Another advantage of RNA vaccines is their ability to induce strong immune responses, making them a potential solution for viruses that traditional vaccines can’t control, such as HIV and cytomegalovirus.

Scientists also hope that RNA vaccines will lead to significant advances in cancer research. Positive results have already been reported for melanoma, a type of skin cancer.

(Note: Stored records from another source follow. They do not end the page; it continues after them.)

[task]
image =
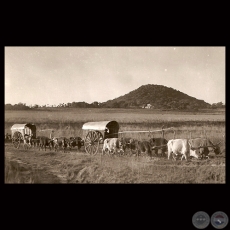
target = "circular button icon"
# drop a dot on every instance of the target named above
(219, 220)
(201, 220)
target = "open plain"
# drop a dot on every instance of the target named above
(77, 166)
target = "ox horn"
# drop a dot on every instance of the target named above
(162, 131)
(218, 143)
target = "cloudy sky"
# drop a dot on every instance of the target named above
(53, 75)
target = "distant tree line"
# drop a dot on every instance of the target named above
(173, 105)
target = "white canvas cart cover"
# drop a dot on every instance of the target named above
(100, 125)
(24, 129)
(109, 128)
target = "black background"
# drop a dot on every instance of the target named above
(169, 206)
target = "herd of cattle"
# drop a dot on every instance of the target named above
(185, 148)
(174, 148)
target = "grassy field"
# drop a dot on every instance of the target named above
(33, 166)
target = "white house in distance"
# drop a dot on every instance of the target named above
(147, 106)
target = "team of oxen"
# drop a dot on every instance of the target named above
(173, 149)
(56, 143)
(185, 148)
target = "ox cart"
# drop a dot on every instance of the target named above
(18, 132)
(97, 132)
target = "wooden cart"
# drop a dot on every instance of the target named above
(18, 132)
(97, 132)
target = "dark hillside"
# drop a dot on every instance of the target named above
(159, 96)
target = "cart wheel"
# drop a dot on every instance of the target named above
(16, 139)
(91, 142)
(100, 137)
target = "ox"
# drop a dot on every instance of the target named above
(178, 147)
(143, 147)
(112, 145)
(35, 142)
(203, 146)
(44, 142)
(128, 143)
(27, 141)
(76, 141)
(62, 142)
(159, 143)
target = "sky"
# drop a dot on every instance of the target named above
(60, 74)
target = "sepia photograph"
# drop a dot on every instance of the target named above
(114, 115)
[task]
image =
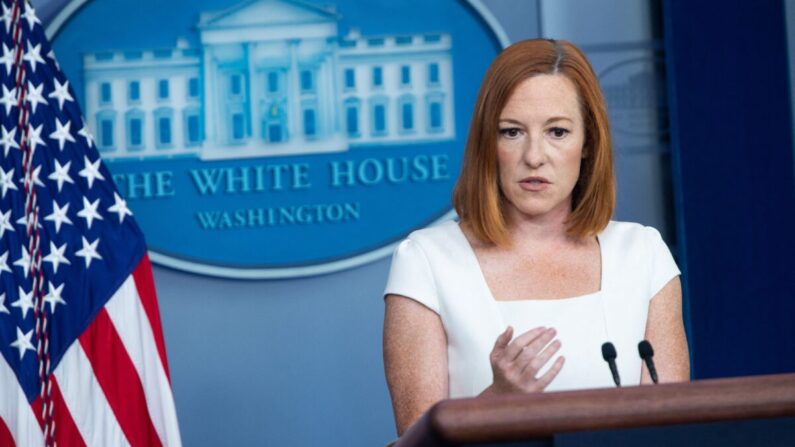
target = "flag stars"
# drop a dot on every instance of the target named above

The use of RNA vaccines in the COVID-19 pandemic has marked the beginning of a new era in vaccinology, known as “nanovaccines.” Further research is needed to optimize these vaccines, particularly at the intersection of nanomedicine and immunology.

While the vaccines used during the pandemic have had a favorable benefit-risk balance, future RNA vaccines will continue to be closely monitored to identify patients at risk of developing adverse reactions.